Akdeniz Üniversitesi Su Ürünleri Fakültesi’nden Prof. Dr. Mehmet Gökoğlu, balon balığı ve zararlarına ilişkin geniş çaplı araştırma yapan uzman ekip içerisinde yer alıyor. Balon balığının 2005, aslan balığının ise 2016 yılında kıyılarımızda görülmeye başladığını belirten Prof. Dr. Gökoğlu, bu balıkların Akdeniz’e yerleştiğini ve artık Akdeniz balığı olduğunu söyledi.

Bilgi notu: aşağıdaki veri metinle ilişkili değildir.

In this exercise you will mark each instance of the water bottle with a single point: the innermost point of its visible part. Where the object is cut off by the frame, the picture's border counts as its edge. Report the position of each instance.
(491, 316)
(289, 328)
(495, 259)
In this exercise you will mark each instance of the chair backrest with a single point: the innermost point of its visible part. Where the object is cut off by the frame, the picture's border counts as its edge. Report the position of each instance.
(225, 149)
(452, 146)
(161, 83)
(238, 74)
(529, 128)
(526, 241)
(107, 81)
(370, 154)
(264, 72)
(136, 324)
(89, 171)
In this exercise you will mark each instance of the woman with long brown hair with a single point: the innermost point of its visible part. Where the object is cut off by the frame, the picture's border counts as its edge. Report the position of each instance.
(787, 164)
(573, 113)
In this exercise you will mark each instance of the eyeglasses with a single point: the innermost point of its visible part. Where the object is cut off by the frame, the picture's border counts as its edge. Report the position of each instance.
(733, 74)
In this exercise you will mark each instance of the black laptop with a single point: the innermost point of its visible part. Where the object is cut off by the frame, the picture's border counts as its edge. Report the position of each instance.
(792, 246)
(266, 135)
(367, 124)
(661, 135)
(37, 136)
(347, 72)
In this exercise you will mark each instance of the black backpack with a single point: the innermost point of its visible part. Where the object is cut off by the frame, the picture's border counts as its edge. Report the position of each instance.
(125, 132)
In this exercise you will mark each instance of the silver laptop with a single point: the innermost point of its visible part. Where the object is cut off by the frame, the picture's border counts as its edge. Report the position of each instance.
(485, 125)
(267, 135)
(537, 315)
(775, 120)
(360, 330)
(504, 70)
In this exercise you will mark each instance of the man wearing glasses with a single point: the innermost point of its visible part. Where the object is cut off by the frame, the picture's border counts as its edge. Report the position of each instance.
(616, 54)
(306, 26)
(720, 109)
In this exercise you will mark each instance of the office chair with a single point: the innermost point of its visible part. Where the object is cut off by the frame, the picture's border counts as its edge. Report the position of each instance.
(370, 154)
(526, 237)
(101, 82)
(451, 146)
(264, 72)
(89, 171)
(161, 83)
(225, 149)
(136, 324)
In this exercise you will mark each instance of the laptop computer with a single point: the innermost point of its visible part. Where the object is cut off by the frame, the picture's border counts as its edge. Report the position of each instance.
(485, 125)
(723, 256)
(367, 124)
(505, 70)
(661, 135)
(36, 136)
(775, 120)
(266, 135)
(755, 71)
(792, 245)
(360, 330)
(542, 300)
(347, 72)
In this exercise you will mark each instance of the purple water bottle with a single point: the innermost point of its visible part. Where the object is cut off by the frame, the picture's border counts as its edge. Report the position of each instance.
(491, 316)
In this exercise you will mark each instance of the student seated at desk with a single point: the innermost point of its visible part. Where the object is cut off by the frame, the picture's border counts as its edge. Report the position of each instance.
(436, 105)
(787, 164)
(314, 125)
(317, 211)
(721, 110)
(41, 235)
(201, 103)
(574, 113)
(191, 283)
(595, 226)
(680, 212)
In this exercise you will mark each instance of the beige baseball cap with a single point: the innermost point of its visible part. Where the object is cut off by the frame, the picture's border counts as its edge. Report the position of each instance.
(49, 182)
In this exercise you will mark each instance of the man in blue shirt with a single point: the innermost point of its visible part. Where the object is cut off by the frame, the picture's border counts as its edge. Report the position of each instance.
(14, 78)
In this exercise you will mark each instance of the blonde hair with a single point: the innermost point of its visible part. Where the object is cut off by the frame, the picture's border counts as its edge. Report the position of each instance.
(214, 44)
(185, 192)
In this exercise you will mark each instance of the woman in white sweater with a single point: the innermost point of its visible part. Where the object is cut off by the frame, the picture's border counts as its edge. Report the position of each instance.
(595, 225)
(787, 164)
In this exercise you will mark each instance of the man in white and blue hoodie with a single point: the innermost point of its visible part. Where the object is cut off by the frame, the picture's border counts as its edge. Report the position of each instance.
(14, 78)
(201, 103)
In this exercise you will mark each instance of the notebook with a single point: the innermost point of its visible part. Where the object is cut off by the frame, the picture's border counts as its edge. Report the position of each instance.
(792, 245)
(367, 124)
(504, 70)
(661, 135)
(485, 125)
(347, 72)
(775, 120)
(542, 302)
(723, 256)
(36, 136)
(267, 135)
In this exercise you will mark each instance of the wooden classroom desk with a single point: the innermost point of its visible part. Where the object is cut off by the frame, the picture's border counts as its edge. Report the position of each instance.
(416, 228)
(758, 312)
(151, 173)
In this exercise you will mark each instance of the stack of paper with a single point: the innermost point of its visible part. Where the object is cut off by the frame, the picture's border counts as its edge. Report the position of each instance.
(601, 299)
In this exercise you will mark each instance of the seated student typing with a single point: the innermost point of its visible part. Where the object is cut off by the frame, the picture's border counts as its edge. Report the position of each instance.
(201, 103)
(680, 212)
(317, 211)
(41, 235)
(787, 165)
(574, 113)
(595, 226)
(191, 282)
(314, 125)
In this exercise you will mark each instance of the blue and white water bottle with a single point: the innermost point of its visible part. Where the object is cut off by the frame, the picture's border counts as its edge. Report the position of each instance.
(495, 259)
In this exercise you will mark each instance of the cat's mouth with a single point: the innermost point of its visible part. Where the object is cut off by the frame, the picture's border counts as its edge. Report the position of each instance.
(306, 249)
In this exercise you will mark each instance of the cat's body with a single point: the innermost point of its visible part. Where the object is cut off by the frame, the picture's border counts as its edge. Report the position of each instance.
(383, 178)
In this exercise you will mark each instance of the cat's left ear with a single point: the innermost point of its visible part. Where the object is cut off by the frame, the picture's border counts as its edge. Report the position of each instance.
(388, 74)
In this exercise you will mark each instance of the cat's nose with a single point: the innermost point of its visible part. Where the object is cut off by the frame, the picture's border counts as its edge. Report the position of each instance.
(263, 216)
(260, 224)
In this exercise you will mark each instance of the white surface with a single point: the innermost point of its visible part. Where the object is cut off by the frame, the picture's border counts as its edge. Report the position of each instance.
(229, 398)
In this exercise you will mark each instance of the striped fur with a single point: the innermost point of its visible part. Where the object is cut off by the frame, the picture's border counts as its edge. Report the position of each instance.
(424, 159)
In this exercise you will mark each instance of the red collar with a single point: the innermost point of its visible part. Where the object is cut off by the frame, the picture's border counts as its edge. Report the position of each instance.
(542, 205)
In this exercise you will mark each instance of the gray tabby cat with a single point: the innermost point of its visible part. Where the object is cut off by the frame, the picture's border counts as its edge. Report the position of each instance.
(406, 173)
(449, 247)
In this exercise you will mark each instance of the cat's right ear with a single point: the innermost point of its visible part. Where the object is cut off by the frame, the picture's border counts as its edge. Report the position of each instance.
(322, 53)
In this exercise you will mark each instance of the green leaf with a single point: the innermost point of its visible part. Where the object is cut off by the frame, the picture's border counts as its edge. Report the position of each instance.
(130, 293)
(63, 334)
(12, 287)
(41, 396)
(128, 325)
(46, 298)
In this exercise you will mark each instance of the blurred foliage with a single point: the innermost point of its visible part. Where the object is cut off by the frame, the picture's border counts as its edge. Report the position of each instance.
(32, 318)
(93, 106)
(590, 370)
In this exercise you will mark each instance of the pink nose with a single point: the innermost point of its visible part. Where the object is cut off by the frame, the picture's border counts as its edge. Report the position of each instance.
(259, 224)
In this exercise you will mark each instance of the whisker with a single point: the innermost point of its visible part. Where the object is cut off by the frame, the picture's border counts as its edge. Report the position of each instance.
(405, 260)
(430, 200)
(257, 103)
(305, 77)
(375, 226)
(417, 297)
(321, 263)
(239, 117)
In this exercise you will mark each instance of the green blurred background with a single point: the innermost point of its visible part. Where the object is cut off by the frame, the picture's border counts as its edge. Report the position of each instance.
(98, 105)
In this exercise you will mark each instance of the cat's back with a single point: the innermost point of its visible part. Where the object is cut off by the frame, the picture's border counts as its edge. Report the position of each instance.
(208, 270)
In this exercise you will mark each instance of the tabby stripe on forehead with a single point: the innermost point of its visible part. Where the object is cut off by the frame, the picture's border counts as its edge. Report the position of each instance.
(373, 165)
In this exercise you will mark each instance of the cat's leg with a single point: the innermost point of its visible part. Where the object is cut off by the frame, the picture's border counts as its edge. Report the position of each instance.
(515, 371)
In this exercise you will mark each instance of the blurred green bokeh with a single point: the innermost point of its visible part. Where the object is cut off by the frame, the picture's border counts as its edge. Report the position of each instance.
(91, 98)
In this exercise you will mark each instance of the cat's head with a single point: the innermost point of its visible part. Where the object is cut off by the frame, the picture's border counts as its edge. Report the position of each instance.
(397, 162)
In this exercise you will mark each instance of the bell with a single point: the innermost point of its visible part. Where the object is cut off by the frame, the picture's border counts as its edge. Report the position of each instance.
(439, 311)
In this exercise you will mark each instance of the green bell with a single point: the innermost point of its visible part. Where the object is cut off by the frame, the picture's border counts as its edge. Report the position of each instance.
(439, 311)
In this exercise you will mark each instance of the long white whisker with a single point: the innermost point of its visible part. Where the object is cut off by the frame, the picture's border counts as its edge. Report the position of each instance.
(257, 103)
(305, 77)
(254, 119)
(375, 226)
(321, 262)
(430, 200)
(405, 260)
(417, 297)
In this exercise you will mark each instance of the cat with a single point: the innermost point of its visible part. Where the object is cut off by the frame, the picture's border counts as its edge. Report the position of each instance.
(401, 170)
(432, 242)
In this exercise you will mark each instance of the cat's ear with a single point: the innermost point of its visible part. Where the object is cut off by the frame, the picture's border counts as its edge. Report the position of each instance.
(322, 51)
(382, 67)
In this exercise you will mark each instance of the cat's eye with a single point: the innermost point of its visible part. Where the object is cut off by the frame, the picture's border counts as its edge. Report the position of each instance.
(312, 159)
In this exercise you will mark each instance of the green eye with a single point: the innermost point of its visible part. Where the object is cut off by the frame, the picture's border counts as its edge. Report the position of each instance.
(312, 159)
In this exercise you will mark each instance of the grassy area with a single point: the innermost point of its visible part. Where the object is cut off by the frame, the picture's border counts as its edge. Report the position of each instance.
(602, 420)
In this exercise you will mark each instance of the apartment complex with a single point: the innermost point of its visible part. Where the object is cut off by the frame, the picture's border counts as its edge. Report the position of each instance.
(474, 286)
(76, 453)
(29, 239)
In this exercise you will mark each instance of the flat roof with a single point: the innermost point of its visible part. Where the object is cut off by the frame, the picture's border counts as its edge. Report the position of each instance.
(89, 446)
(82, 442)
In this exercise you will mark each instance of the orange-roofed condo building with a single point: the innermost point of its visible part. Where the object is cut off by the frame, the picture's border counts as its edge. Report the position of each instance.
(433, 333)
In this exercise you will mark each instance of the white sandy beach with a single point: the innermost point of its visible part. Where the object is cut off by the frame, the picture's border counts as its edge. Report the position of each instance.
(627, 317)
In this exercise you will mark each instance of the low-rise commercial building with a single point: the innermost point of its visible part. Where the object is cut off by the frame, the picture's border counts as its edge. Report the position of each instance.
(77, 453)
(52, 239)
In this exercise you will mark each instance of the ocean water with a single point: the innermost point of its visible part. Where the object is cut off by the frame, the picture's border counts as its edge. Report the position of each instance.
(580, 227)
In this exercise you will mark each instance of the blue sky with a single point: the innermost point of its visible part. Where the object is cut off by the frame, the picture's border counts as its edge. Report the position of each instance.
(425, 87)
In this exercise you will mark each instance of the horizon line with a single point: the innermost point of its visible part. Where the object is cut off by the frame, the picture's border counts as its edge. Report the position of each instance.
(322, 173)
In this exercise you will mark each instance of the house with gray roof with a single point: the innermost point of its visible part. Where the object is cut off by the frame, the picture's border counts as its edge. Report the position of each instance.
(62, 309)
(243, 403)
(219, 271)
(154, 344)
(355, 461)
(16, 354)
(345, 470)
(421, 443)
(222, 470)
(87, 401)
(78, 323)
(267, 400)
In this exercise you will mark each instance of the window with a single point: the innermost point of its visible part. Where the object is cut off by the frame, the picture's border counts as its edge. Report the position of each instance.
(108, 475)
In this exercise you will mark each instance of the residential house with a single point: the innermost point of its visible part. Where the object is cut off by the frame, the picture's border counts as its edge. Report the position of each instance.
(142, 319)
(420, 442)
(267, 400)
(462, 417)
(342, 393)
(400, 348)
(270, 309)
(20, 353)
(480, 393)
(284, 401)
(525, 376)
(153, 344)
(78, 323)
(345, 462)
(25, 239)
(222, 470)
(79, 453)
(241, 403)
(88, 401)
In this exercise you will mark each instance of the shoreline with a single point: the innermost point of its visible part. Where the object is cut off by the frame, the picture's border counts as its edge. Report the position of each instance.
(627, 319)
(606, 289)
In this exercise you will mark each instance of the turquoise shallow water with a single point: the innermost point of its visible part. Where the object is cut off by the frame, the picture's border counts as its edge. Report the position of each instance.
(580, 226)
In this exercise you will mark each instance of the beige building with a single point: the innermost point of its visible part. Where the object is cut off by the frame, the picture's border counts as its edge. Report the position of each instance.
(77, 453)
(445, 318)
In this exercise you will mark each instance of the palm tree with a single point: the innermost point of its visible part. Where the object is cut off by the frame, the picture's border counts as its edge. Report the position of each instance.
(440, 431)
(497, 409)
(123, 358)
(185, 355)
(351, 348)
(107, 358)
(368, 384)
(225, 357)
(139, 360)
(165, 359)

Prof. Dr. Mehmet Gökoğlu, balon balığının popülasyonunun kontrol altına alınması için ekonomik olarak değerlendirilmesi gerektiğini söyledi. Derisinden cüzdan gibi aksesuar ya da süs eşyaları yapılmasını öneren Prof. Dr. Gökoğlu, bu balığın Akdeniz’deki yerli balık türlerinden olan barbun, mercan ve melanur gibi balık türlerini avladığı için tezgaha da zarar verdiğini söyledi.